The suit was filed in U.S. District Court in Fort Worth by association President Steve Hall, a police sergeant, and former President Rick Van Houten, an officer who’s running for the top office of the Combined Law Enforcement Associations of Texas.
“We approached the city trying to work toward a successful result,” Hall said in an interview, referring to pension negotiations. “It’s our opinion the city had no intention of listening to us, even though we thought we brought a fair offer to the table.”
Hall said the federal suit was filed on behalf of Van Houten and him to establish standing to sue.
“The POA doesn’t have any standing,” he said. “It’s the representative members who have standing to sue.”
The officers associaton is handling the ligitation, with help from CLEAT and possibly other organizations, Hall said.
City officials declined to comment, a spokesman said.
On Oct. 23, the City Council approved significant cuts in employees’ pension benefits in an effort to close the plan’s fast-growing $748 million unfunded gap. The same day, the city filed its own suit in state District Court, asking a judge to declare the pension cuts legal under the state constitution.
The city’s suit also asked the judge to declare that a Police Officers Association vote — in which members voted overwhelmingly to raise their pension contributions and leave more money in the retirement fund in exchange for retaining their benefits formula — was illegal because it didn’t include firefighters and general employees.
The council later approved the payment of $100,000 to the Fort Worth law firm Kelly, Hart & Hallman to represent it in the litigation.

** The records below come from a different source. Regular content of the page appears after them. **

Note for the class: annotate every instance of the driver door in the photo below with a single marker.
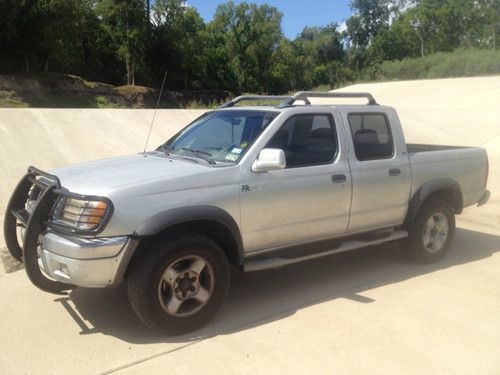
(309, 199)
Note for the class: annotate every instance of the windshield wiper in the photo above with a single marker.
(201, 154)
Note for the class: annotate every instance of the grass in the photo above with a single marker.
(10, 99)
(66, 91)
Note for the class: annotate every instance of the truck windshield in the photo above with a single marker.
(219, 136)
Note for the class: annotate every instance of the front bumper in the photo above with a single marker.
(92, 263)
(484, 198)
(56, 261)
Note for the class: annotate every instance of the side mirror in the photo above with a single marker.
(269, 159)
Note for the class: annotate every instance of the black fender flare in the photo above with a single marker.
(157, 223)
(431, 187)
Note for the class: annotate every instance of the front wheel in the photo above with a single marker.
(431, 233)
(180, 284)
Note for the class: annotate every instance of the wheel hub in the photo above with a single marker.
(435, 232)
(186, 285)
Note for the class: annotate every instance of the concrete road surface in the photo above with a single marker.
(367, 311)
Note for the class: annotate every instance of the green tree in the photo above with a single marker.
(126, 22)
(250, 33)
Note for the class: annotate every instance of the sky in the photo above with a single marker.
(296, 13)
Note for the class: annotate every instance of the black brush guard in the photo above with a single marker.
(35, 223)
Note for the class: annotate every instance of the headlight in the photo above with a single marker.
(80, 214)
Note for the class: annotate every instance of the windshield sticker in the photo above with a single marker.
(231, 157)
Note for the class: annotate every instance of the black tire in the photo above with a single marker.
(414, 247)
(145, 278)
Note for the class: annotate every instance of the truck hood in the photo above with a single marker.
(141, 171)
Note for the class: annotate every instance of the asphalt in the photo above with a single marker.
(367, 311)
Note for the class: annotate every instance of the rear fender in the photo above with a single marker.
(432, 187)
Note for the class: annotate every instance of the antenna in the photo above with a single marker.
(154, 113)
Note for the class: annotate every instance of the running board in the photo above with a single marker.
(276, 262)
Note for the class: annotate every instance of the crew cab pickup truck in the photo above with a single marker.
(255, 186)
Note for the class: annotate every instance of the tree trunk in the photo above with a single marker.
(128, 66)
(494, 34)
(133, 73)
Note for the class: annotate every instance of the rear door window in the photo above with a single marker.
(371, 135)
(306, 139)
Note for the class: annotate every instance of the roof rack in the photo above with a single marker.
(234, 101)
(304, 95)
(301, 95)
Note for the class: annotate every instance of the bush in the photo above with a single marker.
(459, 63)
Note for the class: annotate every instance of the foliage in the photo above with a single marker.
(459, 63)
(243, 48)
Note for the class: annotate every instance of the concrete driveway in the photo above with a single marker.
(368, 311)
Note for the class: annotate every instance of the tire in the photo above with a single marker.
(167, 290)
(431, 232)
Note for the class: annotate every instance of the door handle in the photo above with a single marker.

Under the pension changes, the city will reduce the multiplier used in calculating benefits, raise the number of years used in figuring base retirement pay, and eliminate overtime in pension calculations.

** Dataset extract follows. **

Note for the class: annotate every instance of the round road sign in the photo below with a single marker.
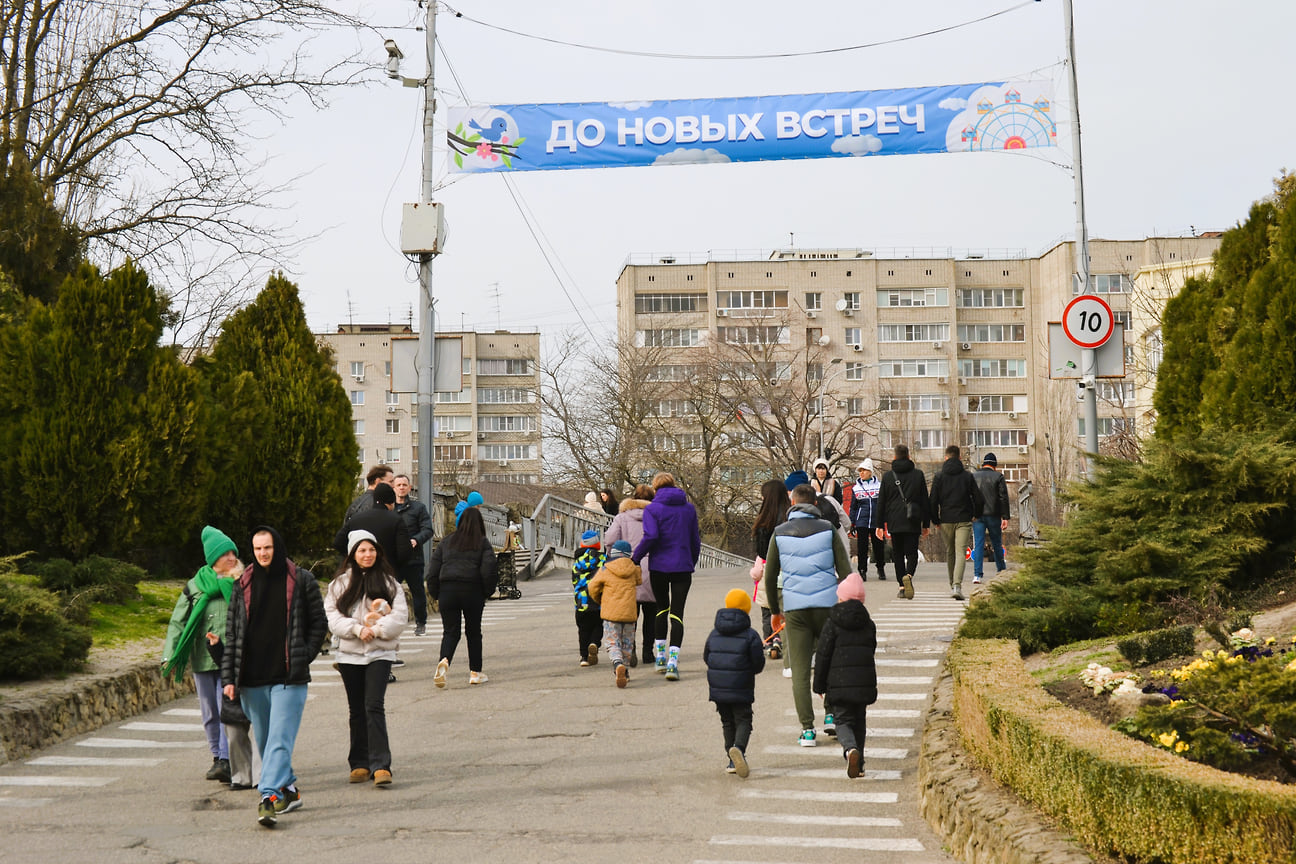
(1087, 321)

Critics of the plan say police routinely spike pensions with a lot of overtime their last years.
The city will also give employees a one-time option to change their retirement pay to include a flat 2 percent annual cost-of-living adjustment, instead of a variable annual increase that pays off only when the number of years to extinguish the plan’s unfunded liability falls below a certain level.
The changes will go into effect Jan. 1 for new police officers and Oct. 1 for the future service of current police and general employees. The city is entering contract talks with firefighters and will pursue similar changes.

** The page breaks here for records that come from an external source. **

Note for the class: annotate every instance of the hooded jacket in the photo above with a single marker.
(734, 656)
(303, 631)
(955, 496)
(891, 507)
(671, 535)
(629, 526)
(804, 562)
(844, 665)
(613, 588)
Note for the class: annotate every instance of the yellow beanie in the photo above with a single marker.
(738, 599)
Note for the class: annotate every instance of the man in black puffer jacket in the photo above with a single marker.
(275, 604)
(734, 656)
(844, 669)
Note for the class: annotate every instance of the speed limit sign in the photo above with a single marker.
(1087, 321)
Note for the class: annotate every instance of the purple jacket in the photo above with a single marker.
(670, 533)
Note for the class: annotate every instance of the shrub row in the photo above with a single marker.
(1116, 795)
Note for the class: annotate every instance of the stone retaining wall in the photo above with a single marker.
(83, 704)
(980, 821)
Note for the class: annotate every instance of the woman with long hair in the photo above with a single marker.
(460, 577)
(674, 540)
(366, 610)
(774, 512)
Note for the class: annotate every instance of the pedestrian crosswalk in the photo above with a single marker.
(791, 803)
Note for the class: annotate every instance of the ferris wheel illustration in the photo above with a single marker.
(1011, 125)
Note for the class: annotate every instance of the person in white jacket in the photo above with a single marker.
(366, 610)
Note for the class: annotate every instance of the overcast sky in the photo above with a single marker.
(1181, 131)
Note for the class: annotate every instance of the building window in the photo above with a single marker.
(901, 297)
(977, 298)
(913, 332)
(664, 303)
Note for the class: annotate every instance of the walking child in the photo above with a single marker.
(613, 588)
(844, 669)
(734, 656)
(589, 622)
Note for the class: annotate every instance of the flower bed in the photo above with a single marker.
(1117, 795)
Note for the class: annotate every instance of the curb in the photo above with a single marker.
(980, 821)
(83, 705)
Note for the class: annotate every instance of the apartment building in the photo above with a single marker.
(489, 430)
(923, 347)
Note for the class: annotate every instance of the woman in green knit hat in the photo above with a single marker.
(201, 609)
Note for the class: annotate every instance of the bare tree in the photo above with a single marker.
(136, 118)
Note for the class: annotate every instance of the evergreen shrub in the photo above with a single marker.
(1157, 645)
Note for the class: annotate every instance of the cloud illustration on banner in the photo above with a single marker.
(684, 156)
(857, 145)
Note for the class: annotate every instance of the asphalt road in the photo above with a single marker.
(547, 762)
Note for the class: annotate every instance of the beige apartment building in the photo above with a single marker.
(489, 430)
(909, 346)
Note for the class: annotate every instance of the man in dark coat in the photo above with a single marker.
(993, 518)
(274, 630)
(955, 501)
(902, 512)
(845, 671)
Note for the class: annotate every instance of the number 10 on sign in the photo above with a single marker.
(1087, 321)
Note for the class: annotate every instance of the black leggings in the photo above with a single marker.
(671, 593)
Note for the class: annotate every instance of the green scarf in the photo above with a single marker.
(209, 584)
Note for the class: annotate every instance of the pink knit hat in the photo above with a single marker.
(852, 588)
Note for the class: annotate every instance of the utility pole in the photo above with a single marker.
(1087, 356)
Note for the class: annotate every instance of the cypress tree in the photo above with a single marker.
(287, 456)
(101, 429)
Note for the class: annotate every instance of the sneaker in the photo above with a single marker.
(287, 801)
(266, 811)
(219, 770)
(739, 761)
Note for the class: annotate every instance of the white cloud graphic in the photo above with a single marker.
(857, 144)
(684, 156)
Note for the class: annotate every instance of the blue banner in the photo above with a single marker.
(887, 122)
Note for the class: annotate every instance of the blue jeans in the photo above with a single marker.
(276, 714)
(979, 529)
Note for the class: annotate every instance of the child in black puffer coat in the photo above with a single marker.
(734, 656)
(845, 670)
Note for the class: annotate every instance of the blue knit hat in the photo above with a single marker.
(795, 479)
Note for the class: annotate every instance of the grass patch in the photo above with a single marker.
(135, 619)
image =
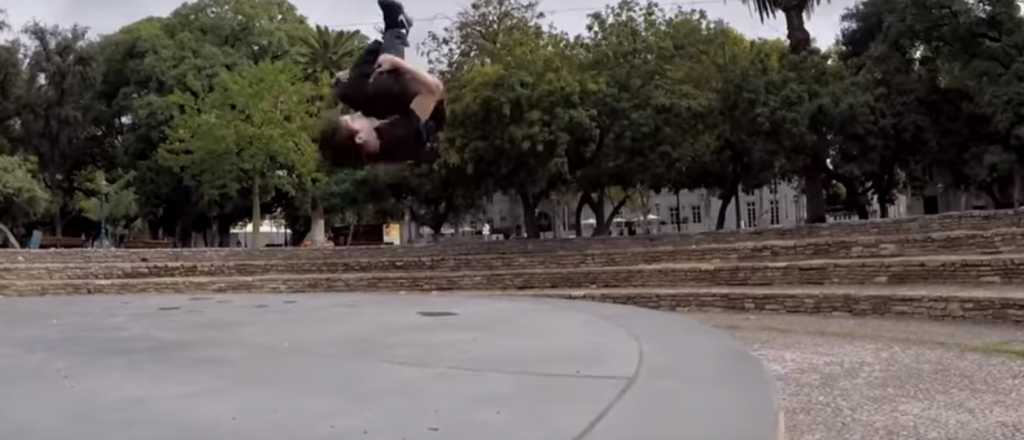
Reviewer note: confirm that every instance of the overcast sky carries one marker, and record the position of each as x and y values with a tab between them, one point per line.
103	16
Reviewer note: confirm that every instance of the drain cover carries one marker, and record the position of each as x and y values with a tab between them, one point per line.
437	314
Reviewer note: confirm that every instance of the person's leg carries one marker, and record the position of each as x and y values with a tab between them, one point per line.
352	87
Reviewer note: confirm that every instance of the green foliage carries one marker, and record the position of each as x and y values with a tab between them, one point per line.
113	204
57	107
325	52
251	130
23	195
485	31
513	119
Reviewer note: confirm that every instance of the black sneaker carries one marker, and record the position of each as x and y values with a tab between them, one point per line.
394	15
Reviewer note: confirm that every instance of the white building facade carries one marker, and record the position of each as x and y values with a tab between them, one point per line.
777	205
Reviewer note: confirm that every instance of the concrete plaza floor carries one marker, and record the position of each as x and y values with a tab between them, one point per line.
371	366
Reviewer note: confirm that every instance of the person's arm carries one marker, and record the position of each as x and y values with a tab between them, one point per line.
429	89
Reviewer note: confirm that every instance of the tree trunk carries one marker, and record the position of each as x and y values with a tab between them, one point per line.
257	217
57	223
580	206
10	236
815	192
617	209
883	206
1018	183
351	231
679	213
602	228
723	211
317	225
738	208
223	233
529	216
800	38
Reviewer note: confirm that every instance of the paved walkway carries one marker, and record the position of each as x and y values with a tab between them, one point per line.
350	366
890	379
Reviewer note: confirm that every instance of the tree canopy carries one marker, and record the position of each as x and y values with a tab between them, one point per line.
199	121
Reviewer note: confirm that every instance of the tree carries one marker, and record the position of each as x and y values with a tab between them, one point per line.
438	193
58	108
11	81
619	59
325	52
113	205
249	135
513	120
514	100
794	11
742	77
481	33
23	195
800	42
185	52
944	79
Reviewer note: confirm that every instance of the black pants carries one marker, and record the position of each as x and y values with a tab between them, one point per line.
388	93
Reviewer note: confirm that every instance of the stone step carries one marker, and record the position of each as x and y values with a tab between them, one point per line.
1008	270
1009	242
998	304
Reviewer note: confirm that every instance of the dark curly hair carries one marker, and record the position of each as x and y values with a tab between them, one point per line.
337	143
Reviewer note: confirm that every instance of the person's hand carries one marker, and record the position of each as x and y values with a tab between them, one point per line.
386	62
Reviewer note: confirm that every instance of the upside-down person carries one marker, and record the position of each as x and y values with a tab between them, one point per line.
398	106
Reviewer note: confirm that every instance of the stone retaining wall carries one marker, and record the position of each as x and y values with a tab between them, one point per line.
69	265
991	270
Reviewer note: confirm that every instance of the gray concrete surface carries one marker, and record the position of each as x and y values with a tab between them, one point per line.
869	379
370	367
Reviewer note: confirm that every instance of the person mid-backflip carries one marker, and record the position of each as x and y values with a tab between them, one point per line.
398	106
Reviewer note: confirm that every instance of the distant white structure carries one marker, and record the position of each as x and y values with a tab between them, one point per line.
691	211
271	233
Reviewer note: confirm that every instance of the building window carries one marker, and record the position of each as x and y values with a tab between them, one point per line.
675	217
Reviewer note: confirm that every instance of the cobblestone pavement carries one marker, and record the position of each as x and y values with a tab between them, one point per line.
877	379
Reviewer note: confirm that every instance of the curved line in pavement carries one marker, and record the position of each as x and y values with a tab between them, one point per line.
626	388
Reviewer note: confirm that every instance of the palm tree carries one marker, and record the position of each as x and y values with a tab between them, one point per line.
325	52
800	42
794	10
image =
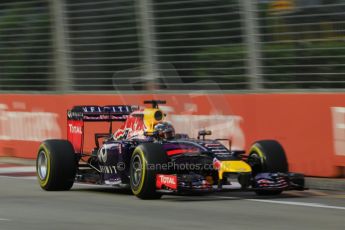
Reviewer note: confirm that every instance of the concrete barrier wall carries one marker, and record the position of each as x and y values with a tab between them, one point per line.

General employees don’t have contracts. Police officers’ contract, under negotiation, doesn’t cover their pension. So the City Council didn’t need an agreement to change those two groups’ benefits.
The police association has argued that the cuts are tantamount to an illegal reduction in benefits for vested employees, barred by the state constitution, and had said it would sue after the City Council approved the changes.
The suit alleges that the city’s actions violate the Fifth and 14th amendments to the U.S. Constitution.
“We thought [federal court] was the most appropriate venue” to sue, Hall said.